I am currently studying principal component analysis and playing around with the R prcomp function. My code is as follows:

library(dplyr)

iris1 = mutate( iris,
                   Species = factor( Species),
                   logSepalLength = log10( Sepal.Length ),
                   logSepalWidth = log10( Sepal.Width ),
                   logPetalLength = log10( Petal.Length ),
                   logPetalWidth = log10( Petal.Width ),
                   ) %>%
  dplyr::select(Species, starts_with("log") ) 

iris1.PCA = prcomp( ~ logSepalLength + 
                         logSepalLength + 
                         logSepalWidth + 
                         logPetalLength + 
                         logPetalWidth, 
                       data = iris1, scale. = FALSE ) 

summary(iris1.PCA)

The output of summary(iris1.PCA) is as follows:

Importance of components:
                          PC1     PC2     PC3     PC4
Standard deviation     0.4979 0.06009 0.05874 0.02337
Proportion of Variance 0.9702 0.01413 0.01350 0.00214
Cumulative Proportion  0.9702 0.98436 0.99786 1.00000

I want to use ggplot to generate a nice scree plot that shows the the cumulative contribution to total variance for each principal component.

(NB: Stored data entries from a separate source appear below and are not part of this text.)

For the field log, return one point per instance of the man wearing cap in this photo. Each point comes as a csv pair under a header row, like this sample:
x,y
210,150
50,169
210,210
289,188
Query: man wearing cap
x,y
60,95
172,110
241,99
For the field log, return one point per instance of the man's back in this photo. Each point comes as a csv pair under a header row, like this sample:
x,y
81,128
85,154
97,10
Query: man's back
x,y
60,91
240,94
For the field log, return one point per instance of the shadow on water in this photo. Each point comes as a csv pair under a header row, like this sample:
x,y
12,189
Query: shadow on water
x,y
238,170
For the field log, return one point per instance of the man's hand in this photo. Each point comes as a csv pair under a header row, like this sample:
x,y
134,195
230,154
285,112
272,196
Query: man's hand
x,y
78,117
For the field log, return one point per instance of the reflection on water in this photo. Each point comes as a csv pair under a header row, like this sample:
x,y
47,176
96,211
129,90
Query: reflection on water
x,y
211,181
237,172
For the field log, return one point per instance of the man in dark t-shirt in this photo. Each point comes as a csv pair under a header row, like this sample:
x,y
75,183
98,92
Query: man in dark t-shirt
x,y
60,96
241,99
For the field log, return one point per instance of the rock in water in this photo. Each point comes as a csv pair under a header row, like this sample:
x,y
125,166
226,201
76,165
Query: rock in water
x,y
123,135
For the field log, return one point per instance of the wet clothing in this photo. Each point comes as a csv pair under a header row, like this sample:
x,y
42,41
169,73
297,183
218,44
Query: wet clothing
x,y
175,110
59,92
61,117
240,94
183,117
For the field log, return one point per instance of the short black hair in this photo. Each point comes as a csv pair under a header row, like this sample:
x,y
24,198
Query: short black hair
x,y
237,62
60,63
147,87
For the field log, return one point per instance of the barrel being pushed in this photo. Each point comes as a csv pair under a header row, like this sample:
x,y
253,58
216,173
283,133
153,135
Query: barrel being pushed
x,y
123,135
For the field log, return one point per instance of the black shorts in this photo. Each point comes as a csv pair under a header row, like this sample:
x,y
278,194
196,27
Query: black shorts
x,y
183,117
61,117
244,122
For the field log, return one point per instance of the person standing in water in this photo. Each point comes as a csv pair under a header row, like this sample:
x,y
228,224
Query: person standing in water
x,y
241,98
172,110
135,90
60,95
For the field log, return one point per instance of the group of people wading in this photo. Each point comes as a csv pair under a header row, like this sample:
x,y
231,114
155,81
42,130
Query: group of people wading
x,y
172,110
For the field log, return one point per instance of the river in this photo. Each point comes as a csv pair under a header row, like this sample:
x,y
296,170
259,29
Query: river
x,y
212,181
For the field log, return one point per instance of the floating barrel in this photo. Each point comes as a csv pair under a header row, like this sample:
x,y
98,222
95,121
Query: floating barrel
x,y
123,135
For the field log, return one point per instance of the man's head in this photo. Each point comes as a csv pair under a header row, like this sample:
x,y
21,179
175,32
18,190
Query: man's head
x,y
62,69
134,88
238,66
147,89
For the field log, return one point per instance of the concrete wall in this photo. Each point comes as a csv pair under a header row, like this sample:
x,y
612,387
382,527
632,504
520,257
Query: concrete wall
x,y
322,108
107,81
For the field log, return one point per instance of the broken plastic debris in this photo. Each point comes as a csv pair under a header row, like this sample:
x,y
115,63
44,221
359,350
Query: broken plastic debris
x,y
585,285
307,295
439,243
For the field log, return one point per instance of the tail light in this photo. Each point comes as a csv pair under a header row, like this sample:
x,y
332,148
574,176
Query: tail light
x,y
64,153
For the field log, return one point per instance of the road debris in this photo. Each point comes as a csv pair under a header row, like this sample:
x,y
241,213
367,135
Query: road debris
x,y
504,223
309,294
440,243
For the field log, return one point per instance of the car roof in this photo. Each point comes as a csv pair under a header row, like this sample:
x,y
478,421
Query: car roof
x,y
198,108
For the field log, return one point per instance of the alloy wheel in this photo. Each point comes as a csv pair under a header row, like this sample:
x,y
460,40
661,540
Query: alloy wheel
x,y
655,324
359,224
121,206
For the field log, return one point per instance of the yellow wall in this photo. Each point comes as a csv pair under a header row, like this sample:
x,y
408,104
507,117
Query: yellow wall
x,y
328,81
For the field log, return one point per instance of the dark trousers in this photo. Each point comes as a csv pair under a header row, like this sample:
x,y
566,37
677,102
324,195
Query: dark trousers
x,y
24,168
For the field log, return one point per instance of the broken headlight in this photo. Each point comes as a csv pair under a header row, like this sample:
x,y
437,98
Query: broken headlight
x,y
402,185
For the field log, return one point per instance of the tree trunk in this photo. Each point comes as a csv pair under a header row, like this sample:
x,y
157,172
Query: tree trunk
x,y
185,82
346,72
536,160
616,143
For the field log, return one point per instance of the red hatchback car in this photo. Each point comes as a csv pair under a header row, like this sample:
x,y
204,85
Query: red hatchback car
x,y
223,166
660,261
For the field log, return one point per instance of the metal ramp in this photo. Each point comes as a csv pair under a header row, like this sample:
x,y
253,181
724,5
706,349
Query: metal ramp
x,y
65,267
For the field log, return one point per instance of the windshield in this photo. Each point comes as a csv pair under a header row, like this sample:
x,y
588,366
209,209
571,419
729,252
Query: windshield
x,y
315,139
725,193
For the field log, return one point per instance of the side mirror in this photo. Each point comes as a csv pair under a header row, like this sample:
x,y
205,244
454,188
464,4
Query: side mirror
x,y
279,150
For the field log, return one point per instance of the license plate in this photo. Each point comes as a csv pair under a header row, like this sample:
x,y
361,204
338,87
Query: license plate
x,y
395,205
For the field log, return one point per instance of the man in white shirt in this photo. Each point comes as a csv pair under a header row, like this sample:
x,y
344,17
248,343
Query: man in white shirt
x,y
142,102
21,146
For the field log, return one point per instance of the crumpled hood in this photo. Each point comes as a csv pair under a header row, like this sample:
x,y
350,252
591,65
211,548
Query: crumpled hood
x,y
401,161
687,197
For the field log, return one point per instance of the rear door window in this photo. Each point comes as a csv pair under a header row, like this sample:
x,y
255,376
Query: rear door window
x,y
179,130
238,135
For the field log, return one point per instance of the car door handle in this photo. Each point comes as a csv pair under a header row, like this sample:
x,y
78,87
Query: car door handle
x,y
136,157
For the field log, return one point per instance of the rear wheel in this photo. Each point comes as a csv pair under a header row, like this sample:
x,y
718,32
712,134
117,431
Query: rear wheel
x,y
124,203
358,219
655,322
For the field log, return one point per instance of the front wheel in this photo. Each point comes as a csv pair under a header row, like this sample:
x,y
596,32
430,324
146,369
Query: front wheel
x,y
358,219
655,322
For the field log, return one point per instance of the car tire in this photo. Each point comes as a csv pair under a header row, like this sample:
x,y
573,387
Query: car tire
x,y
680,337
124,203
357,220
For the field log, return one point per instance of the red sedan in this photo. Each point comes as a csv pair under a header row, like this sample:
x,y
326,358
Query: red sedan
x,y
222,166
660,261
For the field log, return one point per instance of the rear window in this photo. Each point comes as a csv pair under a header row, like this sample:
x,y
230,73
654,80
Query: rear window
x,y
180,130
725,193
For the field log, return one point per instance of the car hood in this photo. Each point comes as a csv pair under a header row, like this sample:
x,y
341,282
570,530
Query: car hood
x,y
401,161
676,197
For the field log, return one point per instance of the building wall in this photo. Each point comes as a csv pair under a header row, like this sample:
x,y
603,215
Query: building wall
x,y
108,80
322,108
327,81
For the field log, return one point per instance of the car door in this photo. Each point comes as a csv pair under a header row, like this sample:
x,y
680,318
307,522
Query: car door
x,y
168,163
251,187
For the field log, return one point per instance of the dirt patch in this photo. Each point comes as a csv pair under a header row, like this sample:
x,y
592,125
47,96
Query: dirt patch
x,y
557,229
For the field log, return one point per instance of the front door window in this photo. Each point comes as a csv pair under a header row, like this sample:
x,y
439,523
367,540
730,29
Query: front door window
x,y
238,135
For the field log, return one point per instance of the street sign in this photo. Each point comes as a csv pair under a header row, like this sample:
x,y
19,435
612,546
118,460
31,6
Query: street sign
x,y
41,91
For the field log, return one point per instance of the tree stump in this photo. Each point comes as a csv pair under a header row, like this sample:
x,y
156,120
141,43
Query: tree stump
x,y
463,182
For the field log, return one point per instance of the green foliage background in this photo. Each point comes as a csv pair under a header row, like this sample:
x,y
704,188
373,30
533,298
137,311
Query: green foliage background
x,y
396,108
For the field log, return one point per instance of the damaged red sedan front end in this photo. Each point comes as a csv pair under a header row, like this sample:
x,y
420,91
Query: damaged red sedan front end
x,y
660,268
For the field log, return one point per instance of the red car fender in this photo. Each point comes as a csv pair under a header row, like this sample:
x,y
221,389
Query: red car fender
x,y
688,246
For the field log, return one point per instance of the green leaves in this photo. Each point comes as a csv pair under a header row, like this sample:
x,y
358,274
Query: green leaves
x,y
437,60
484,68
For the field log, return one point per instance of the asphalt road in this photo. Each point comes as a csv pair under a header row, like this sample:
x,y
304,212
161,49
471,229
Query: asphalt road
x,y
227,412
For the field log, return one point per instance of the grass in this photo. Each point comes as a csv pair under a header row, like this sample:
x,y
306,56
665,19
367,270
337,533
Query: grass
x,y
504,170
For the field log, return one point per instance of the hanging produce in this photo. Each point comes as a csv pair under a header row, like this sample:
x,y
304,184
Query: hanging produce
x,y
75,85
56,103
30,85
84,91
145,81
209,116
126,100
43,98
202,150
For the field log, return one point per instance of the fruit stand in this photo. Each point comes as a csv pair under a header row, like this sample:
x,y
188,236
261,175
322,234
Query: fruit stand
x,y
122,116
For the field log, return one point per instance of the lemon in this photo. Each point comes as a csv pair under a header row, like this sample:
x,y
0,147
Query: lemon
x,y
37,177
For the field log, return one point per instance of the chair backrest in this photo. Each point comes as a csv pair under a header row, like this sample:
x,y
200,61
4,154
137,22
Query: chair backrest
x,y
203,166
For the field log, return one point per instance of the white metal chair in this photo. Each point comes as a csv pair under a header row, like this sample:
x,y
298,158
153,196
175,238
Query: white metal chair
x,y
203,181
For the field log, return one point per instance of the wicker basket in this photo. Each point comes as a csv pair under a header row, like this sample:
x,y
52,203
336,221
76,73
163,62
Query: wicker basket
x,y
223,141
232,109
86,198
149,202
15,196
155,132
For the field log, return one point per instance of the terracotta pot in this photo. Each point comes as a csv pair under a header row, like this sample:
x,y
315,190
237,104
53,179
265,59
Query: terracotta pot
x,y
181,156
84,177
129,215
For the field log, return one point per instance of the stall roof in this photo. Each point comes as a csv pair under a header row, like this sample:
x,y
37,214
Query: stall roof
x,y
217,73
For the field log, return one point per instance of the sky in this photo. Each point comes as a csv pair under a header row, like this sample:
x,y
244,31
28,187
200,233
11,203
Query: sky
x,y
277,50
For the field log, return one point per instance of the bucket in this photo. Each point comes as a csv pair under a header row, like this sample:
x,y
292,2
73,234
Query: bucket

I can do this calculation manually, starting from the covariance matrix, using something like cumsum(eigenvals)/iris1.cov.trace. However, according to summary(iris1.PCA), the prcomp output already calculates the cumulative proportion for us! So how do we utilise that part of the summary(iris1.PCA) object and ggplot to generate a nice scree plot? I know we can manually copy the output values, but I'm looking for a more automated solution (since hard-copying values is not good software engineering practice).

I found this example of a scree plot using ggplot (although, it does not use cumulative contribution to total variance):

enter image description here

var_explained_df %>%
  ggplot(aes(x=PC,y=var_explained, group=1))+
  geom_point(size=4)+
  geom_line()+
  labs(title="Scree plot: PCA on scaled data")
1

1 Answers

1
votes

Here's an example using the output from the PCA. The sdev element from the summary is the standard deviation explained. The variance explained is the squared standard deviation (i.e., the variance) divided by the sum of all of the squared standard deviations.

s <- summary(iris1.PCA)
dat <- data.frame(
  component = factor(1:length(s$sdev), labels=paste0("PC", 1:length(s$sdev))),
  var_explained = s$sdev^2/sum(s$sdev^2)
)
library(scales)
ggplot(dat, aes(y=var_explained)) + 
  geom_line(aes(x=component, group=1)) + 
  geom_point(aes(x=component)) + 
  labs(x="Component", y="% Variance Explained") + 
  scale_y_continuous(labels=percent) + 
  theme_bw() + 
  ggtitle("Scree plot: PCA on Scaled Data")

enter image description here